Wednesday, May 16, 2012

Hidden Bail Out; States Divert Cash Meant For Mortgage Relief To Fill Budget Holes



You might remember that a five of the country's largest banks were essentially arm twisted into a settlement of $25 billion dollars in cash and mortgage credits by the feds to be used to provide foreclosure prevention, investigations of financial fraud and a partial cure for the effects of the housing crisis.

I thought then that for the most part, it was simply a transfer of wealth with the Obama Administration and its regulatory czars providing the muscle. Now it turns out I had it exactly right.

The cash part of the settlement, $2.5 billion, is being used by most of the states that received it not to aid homeowners, but to fill the gaps in their state budgets. In California, for instance, the $400 million the Golden State received will be going directly towards filling the shortfall in the State's budget and Governor Jerry Brown has already crunched the numbers to include that money as part of his figuring.

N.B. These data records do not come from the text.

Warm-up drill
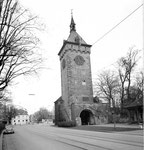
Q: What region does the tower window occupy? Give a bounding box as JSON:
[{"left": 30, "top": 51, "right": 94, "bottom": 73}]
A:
[
  {"left": 75, "top": 36, "right": 80, "bottom": 43},
  {"left": 83, "top": 97, "right": 89, "bottom": 101},
  {"left": 62, "top": 59, "right": 66, "bottom": 69},
  {"left": 82, "top": 80, "right": 86, "bottom": 86}
]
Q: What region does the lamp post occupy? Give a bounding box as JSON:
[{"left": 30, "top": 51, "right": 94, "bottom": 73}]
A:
[{"left": 112, "top": 108, "right": 116, "bottom": 129}]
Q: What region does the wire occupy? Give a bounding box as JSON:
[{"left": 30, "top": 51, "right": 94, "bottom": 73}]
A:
[{"left": 92, "top": 4, "right": 143, "bottom": 46}]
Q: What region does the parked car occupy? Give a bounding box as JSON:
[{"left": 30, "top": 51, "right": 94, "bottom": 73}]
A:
[{"left": 4, "top": 126, "right": 14, "bottom": 134}]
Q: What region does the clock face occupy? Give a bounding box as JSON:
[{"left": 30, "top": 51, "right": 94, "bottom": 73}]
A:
[
  {"left": 74, "top": 55, "right": 85, "bottom": 66},
  {"left": 62, "top": 59, "right": 66, "bottom": 69}
]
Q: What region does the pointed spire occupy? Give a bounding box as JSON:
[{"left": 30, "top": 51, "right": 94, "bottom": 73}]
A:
[{"left": 70, "top": 9, "right": 76, "bottom": 32}]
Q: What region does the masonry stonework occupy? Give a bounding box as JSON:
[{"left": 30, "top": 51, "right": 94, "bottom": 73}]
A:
[{"left": 55, "top": 15, "right": 108, "bottom": 125}]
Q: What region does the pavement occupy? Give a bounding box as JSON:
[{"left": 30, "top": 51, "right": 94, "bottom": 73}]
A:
[
  {"left": 2, "top": 124, "right": 144, "bottom": 150},
  {"left": 0, "top": 123, "right": 143, "bottom": 150},
  {"left": 71, "top": 123, "right": 143, "bottom": 134},
  {"left": 96, "top": 123, "right": 143, "bottom": 128}
]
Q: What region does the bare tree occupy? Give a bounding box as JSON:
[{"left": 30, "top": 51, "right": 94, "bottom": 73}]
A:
[
  {"left": 117, "top": 47, "right": 139, "bottom": 110},
  {"left": 94, "top": 70, "right": 120, "bottom": 109},
  {"left": 135, "top": 71, "right": 143, "bottom": 92},
  {"left": 0, "top": 89, "right": 12, "bottom": 120},
  {"left": 133, "top": 71, "right": 143, "bottom": 100},
  {"left": 0, "top": 0, "right": 42, "bottom": 91},
  {"left": 33, "top": 107, "right": 51, "bottom": 123},
  {"left": 0, "top": 89, "right": 11, "bottom": 103}
]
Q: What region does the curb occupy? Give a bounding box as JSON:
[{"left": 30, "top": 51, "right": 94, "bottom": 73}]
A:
[{"left": 0, "top": 130, "right": 4, "bottom": 150}]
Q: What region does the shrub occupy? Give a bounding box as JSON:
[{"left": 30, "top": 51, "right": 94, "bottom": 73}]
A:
[
  {"left": 58, "top": 121, "right": 76, "bottom": 127},
  {"left": 0, "top": 123, "right": 5, "bottom": 134},
  {"left": 108, "top": 114, "right": 113, "bottom": 123},
  {"left": 118, "top": 117, "right": 129, "bottom": 123}
]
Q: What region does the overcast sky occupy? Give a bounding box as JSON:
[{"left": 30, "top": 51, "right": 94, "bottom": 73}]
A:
[{"left": 9, "top": 0, "right": 143, "bottom": 114}]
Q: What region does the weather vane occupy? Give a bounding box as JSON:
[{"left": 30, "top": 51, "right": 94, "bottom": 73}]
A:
[{"left": 71, "top": 9, "right": 73, "bottom": 17}]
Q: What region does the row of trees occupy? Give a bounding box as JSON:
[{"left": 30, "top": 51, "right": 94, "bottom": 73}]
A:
[
  {"left": 6, "top": 105, "right": 27, "bottom": 123},
  {"left": 94, "top": 47, "right": 143, "bottom": 115},
  {"left": 32, "top": 107, "right": 53, "bottom": 123},
  {"left": 0, "top": 0, "right": 43, "bottom": 121},
  {"left": 0, "top": 101, "right": 28, "bottom": 123}
]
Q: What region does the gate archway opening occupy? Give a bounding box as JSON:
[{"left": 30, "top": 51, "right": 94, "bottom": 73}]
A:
[{"left": 80, "top": 109, "right": 94, "bottom": 125}]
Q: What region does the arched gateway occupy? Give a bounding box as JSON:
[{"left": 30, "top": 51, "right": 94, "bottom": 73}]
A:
[{"left": 80, "top": 109, "right": 94, "bottom": 125}]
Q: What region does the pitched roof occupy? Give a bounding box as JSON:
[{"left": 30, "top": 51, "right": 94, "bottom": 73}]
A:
[
  {"left": 68, "top": 15, "right": 87, "bottom": 44},
  {"left": 125, "top": 98, "right": 143, "bottom": 108},
  {"left": 54, "top": 96, "right": 63, "bottom": 103},
  {"left": 58, "top": 16, "right": 92, "bottom": 56},
  {"left": 67, "top": 30, "right": 87, "bottom": 45}
]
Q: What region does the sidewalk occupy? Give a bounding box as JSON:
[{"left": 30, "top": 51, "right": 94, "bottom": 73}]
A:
[
  {"left": 71, "top": 123, "right": 143, "bottom": 134},
  {"left": 94, "top": 123, "right": 143, "bottom": 128}
]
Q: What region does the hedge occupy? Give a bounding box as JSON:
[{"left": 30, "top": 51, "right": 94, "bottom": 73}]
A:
[
  {"left": 58, "top": 121, "right": 76, "bottom": 127},
  {"left": 0, "top": 123, "right": 5, "bottom": 134}
]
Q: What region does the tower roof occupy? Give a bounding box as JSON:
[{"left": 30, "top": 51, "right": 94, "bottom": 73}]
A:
[
  {"left": 68, "top": 15, "right": 87, "bottom": 45},
  {"left": 70, "top": 15, "right": 76, "bottom": 32},
  {"left": 67, "top": 31, "right": 87, "bottom": 45},
  {"left": 58, "top": 14, "right": 92, "bottom": 56}
]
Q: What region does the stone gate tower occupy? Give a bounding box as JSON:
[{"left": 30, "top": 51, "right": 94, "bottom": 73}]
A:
[{"left": 55, "top": 15, "right": 107, "bottom": 125}]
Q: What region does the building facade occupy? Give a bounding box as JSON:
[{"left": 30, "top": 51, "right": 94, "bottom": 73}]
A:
[
  {"left": 55, "top": 15, "right": 108, "bottom": 125},
  {"left": 11, "top": 115, "right": 30, "bottom": 125},
  {"left": 125, "top": 98, "right": 143, "bottom": 124}
]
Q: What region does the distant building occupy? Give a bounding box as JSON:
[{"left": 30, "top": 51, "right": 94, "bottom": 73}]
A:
[
  {"left": 125, "top": 98, "right": 143, "bottom": 123},
  {"left": 55, "top": 14, "right": 108, "bottom": 126},
  {"left": 11, "top": 115, "right": 30, "bottom": 125}
]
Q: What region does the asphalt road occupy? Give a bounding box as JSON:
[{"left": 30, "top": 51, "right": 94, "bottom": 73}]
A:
[{"left": 3, "top": 124, "right": 143, "bottom": 150}]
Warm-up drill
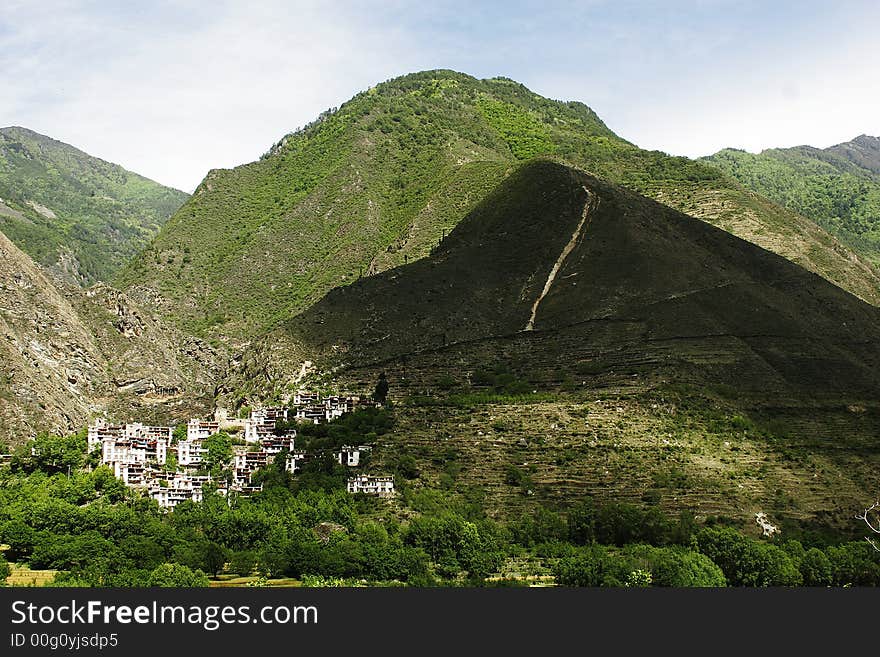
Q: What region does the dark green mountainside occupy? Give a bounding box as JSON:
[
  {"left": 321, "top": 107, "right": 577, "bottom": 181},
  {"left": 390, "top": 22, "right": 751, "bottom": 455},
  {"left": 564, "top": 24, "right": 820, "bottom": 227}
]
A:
[
  {"left": 261, "top": 160, "right": 880, "bottom": 397},
  {"left": 0, "top": 127, "right": 188, "bottom": 284},
  {"left": 703, "top": 135, "right": 880, "bottom": 265},
  {"left": 221, "top": 160, "right": 880, "bottom": 527},
  {"left": 120, "top": 70, "right": 880, "bottom": 340}
]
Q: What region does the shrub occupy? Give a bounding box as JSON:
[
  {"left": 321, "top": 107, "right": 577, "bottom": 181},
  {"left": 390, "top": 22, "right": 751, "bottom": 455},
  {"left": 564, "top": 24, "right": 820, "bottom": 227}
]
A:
[
  {"left": 148, "top": 563, "right": 210, "bottom": 587},
  {"left": 553, "top": 545, "right": 630, "bottom": 587},
  {"left": 694, "top": 527, "right": 802, "bottom": 586}
]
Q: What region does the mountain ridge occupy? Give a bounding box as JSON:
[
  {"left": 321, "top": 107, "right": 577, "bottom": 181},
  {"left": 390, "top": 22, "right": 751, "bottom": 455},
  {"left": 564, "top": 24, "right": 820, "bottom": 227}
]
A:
[
  {"left": 120, "top": 70, "right": 880, "bottom": 341},
  {"left": 251, "top": 159, "right": 880, "bottom": 396},
  {"left": 703, "top": 134, "right": 880, "bottom": 265},
  {"left": 0, "top": 126, "right": 188, "bottom": 285}
]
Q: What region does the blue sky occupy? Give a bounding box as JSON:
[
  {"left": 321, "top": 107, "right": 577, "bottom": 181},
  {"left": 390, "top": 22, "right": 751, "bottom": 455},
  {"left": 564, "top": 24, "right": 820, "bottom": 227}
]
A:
[{"left": 1, "top": 0, "right": 878, "bottom": 191}]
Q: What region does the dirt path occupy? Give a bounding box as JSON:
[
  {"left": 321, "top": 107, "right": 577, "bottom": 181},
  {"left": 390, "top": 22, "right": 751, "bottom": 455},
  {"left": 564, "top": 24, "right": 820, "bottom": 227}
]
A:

What that essentially means is that rather than the homeowners the money was intended for, the public employee unions are getting it, since they're by far the biggest part of California's budget shortfall. Most of the Blue states are using their share of the swag in similar fashion, so the unions need not participate in any belt tightening.

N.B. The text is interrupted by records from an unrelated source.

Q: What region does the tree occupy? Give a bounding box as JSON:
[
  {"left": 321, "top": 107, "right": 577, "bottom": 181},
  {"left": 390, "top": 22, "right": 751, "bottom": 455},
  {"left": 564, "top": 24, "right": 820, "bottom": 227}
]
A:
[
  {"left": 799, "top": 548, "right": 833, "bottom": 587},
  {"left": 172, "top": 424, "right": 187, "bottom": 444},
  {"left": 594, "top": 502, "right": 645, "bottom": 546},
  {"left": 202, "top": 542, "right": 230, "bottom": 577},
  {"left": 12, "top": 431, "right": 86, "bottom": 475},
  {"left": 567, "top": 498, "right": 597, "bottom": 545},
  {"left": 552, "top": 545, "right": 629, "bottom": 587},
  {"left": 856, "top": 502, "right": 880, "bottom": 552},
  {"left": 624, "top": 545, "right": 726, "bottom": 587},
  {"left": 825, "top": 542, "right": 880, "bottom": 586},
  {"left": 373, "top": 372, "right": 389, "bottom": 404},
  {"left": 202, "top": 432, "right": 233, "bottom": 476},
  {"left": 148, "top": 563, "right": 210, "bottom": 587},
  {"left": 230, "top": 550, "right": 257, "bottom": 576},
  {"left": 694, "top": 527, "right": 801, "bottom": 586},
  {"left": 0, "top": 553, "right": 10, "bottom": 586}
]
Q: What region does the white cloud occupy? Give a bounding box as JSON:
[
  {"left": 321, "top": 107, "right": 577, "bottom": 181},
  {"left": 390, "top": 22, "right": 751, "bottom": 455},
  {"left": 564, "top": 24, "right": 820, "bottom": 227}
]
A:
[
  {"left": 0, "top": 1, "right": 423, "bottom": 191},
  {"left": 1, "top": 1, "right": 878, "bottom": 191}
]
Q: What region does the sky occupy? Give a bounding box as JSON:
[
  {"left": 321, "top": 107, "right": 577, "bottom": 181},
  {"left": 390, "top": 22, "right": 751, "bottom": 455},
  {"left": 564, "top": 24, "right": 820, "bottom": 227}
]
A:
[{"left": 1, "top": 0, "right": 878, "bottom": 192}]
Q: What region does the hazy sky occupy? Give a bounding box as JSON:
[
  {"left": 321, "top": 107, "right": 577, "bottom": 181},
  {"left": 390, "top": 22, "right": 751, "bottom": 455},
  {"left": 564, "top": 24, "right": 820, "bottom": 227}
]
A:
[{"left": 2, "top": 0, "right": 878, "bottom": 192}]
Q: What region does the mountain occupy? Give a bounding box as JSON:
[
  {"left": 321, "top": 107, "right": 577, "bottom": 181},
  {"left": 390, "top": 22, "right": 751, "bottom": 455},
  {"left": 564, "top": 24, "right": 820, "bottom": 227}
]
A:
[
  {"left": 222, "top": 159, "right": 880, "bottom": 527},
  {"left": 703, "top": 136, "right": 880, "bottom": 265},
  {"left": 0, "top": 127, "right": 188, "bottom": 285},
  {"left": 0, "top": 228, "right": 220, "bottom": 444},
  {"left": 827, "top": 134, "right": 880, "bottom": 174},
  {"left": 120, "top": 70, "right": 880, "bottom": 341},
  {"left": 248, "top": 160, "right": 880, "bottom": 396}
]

Needless to say, the Obama Administration and the Justoce Department aren't doing anything about this since they were in on the game from the start. This was just another bail out, and it will be paid for with higher fees and interest rates by these bank's customers.

This should provide a giggle to those of us in the know the next time some OWS moron starts hyperventilating about 'banksters' and 'the 1%'.

The worst exploiters of working people and the middle class aren't located on Wall Street They're in places like Sacramento and Washington DC.

2 comments:

amspirnational said...

if you read Glittering Eye today, you'll note there isn't much difference between D.C. and Wall Street.

Rob said...

Ah, but there is, as my friend Dave Schuler would almost certainly agree. In DC,they're feeding out of the public trough and generate no inherent wealth. Government never does.

Not only that, but when Wall Street errs, the marketplace punishes them and the effect is immediate. Not so in DC, where the Governing Class can continue for years no matter how bad their depredations.

Ask Barney Frank, Chris Dodd or Franklin Raines about that.